Issue with torch.sparse.mm while running on GPU

I am trying to multiply a sparse matrix with a dense matrix using the torch.sparse.mm. It works fine on the CPU but fails at random iterations on the GPU. Below is the sample code to replicate the error.

import torch
torch.manual_seed(0)
import os
os.environ['CUDA_LAUNCH_BLOCKING'] = "1"

device = torch.device(0 if torch.cuda.is_available() else "cpu")
# device = 'cpu'
noof_runs = 1000*500

for i in range(noof_runs):
    
    dense_size = torch.Size([1, torch.randint(1, 2000, (1,))])
    sparse_size = (torch.randint(1, 2000, (1,)).item(), 1)
    if i%1000==0:
        print(f' i :{i%1000} \n')
        print(i, sparse_size, dense_size)

    #sparse matrix
    value_tensor = torch.ones(1, dtype=torch.float64, device=device)
    index_tensor = torch.tensor([[0], [0]]).to(device).reshape(-1,1)
    sparse = torch.sparse_coo_tensor(index_tensor, value_tensor, sparse_size)

    #dense matrix 
    dense = torch.rand(dense_size, dtype=torch.float64).to(device)
    
    try:
        mat = torch.sparse.mm(sparse, dense)
    except:
        print(i, sparse_size, dense_size)
        raise
    

error

usr1@vapnik-SYS:~/home$ python test_sparse_mm.py 
 i :0 

0 (1, 1) torch.Size([1, 1202])
 i :0 

1000 (1815, 1) torch.Size([1, 1694])
1205 (956, 1) torch.Size([1, 1612])
Traceback (most recent call last):
  File "/home/test_sparse_mm.py", line 27, in <module>
    mat = torch.sparse.mm(sparse, dense)
RuntimeError: CUDA error: an illegal memory access was encountered
Compile with `TORCH_USE_CUDA_DSA` to enable device-side assertions.
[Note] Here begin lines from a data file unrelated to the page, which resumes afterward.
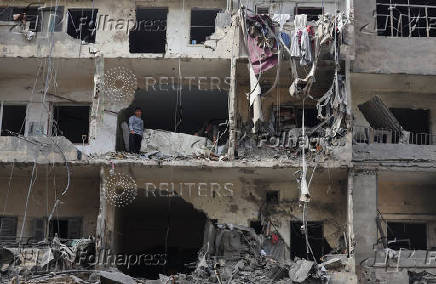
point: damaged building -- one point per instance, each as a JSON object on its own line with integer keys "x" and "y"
{"x": 279, "y": 141}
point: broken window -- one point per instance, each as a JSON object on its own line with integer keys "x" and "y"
{"x": 312, "y": 13}
{"x": 71, "y": 122}
{"x": 257, "y": 226}
{"x": 407, "y": 235}
{"x": 52, "y": 19}
{"x": 81, "y": 24}
{"x": 272, "y": 197}
{"x": 202, "y": 24}
{"x": 161, "y": 234}
{"x": 38, "y": 229}
{"x": 150, "y": 33}
{"x": 66, "y": 228}
{"x": 315, "y": 233}
{"x": 13, "y": 120}
{"x": 416, "y": 121}
{"x": 197, "y": 112}
{"x": 262, "y": 10}
{"x": 290, "y": 117}
{"x": 406, "y": 18}
{"x": 8, "y": 228}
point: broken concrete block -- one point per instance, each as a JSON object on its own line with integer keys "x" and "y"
{"x": 116, "y": 277}
{"x": 300, "y": 270}
{"x": 173, "y": 144}
{"x": 379, "y": 116}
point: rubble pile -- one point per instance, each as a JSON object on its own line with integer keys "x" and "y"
{"x": 235, "y": 254}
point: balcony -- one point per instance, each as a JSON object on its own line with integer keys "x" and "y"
{"x": 387, "y": 146}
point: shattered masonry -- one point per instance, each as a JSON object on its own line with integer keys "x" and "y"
{"x": 217, "y": 142}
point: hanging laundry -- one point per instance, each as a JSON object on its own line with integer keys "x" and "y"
{"x": 286, "y": 39}
{"x": 301, "y": 44}
{"x": 281, "y": 19}
{"x": 261, "y": 42}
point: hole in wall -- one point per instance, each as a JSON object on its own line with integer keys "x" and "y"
{"x": 167, "y": 231}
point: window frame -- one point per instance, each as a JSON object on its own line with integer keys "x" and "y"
{"x": 201, "y": 44}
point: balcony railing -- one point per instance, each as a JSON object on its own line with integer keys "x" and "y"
{"x": 368, "y": 135}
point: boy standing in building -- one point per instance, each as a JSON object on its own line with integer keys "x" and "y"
{"x": 136, "y": 127}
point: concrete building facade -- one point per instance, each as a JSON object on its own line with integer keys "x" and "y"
{"x": 332, "y": 152}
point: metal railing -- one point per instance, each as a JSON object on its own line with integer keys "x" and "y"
{"x": 368, "y": 135}
{"x": 399, "y": 19}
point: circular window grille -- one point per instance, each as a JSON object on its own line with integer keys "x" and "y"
{"x": 120, "y": 84}
{"x": 120, "y": 190}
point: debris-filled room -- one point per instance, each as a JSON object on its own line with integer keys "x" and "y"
{"x": 217, "y": 141}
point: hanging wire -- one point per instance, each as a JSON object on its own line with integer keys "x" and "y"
{"x": 29, "y": 191}
{"x": 7, "y": 195}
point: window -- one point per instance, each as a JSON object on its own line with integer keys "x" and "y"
{"x": 311, "y": 12}
{"x": 51, "y": 19}
{"x": 38, "y": 229}
{"x": 13, "y": 120}
{"x": 8, "y": 228}
{"x": 417, "y": 121}
{"x": 406, "y": 18}
{"x": 272, "y": 197}
{"x": 316, "y": 238}
{"x": 290, "y": 117}
{"x": 66, "y": 228}
{"x": 262, "y": 10}
{"x": 150, "y": 33}
{"x": 407, "y": 235}
{"x": 71, "y": 122}
{"x": 81, "y": 24}
{"x": 32, "y": 16}
{"x": 202, "y": 24}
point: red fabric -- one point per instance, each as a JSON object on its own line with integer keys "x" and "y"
{"x": 274, "y": 238}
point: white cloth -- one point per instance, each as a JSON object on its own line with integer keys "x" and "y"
{"x": 281, "y": 19}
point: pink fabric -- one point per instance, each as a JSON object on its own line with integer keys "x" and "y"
{"x": 261, "y": 59}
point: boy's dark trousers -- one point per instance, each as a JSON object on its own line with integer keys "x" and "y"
{"x": 134, "y": 143}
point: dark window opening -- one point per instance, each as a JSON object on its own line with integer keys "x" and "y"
{"x": 38, "y": 229}
{"x": 272, "y": 197}
{"x": 407, "y": 235}
{"x": 312, "y": 13}
{"x": 202, "y": 112}
{"x": 315, "y": 231}
{"x": 81, "y": 24}
{"x": 150, "y": 32}
{"x": 398, "y": 18}
{"x": 416, "y": 121}
{"x": 262, "y": 10}
{"x": 202, "y": 24}
{"x": 66, "y": 228}
{"x": 161, "y": 234}
{"x": 8, "y": 228}
{"x": 290, "y": 117}
{"x": 257, "y": 226}
{"x": 52, "y": 19}
{"x": 31, "y": 14}
{"x": 13, "y": 120}
{"x": 71, "y": 122}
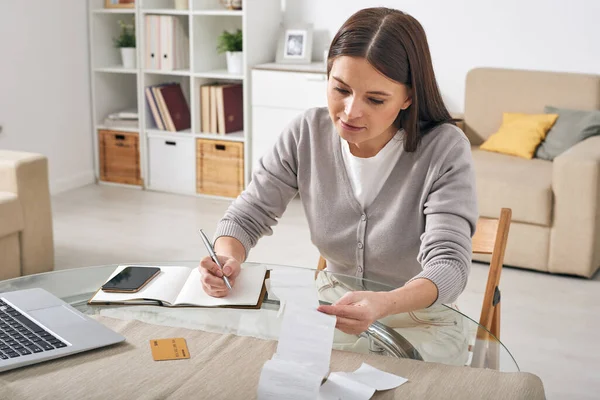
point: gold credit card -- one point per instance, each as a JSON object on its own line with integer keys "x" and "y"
{"x": 169, "y": 349}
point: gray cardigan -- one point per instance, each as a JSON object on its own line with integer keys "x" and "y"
{"x": 419, "y": 226}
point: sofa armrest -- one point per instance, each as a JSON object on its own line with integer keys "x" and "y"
{"x": 26, "y": 175}
{"x": 575, "y": 236}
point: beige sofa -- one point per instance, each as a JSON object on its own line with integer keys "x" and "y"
{"x": 555, "y": 204}
{"x": 26, "y": 242}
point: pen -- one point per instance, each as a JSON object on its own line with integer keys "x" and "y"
{"x": 212, "y": 254}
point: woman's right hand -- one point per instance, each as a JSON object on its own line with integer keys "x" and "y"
{"x": 212, "y": 276}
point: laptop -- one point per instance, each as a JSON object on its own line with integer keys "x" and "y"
{"x": 36, "y": 326}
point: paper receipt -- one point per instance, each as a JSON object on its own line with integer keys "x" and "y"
{"x": 169, "y": 349}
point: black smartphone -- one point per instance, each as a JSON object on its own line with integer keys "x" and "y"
{"x": 130, "y": 279}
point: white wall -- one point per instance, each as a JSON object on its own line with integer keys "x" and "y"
{"x": 552, "y": 35}
{"x": 45, "y": 86}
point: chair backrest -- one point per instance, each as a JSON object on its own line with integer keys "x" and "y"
{"x": 490, "y": 237}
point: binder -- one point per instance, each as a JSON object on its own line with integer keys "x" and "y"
{"x": 152, "y": 29}
{"x": 166, "y": 42}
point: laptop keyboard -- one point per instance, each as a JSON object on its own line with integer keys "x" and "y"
{"x": 20, "y": 336}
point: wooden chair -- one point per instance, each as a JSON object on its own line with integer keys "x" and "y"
{"x": 490, "y": 237}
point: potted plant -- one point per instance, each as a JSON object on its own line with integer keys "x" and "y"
{"x": 126, "y": 42}
{"x": 231, "y": 44}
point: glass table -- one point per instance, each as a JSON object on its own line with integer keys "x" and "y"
{"x": 438, "y": 334}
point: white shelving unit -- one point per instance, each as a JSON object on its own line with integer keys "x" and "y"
{"x": 115, "y": 88}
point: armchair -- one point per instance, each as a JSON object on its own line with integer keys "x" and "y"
{"x": 26, "y": 240}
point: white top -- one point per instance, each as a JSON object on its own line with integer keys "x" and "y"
{"x": 367, "y": 175}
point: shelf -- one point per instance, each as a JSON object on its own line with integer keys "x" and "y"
{"x": 231, "y": 13}
{"x": 117, "y": 70}
{"x": 219, "y": 74}
{"x": 232, "y": 137}
{"x": 157, "y": 132}
{"x": 114, "y": 11}
{"x": 166, "y": 11}
{"x": 117, "y": 128}
{"x": 178, "y": 72}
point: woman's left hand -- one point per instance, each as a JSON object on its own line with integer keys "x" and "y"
{"x": 356, "y": 311}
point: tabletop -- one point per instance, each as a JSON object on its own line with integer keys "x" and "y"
{"x": 439, "y": 333}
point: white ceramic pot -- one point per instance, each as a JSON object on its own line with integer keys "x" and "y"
{"x": 181, "y": 4}
{"x": 128, "y": 57}
{"x": 235, "y": 62}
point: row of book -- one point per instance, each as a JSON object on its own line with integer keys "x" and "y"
{"x": 222, "y": 108}
{"x": 168, "y": 107}
{"x": 167, "y": 43}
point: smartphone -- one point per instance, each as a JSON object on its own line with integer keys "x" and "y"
{"x": 131, "y": 279}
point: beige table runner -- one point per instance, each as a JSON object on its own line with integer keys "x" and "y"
{"x": 228, "y": 367}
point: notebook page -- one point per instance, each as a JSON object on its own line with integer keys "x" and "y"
{"x": 164, "y": 287}
{"x": 246, "y": 290}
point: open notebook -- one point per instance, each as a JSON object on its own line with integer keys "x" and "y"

I am using pytorch-2.0.1 (py3.10_cuda11.8_cudnn8.7.0_0) using NVIDIA RTX4090 GPU. I was able to replicate the same error on a P100-based GPU using pytorch-2.0.1. I would appreciate it if someone could look into this issue and help resolve it.

Could you run the workload with compute-sanitizer and post the logs here, please?

Please find the full log text, which is too large (45M txt file), in the link below.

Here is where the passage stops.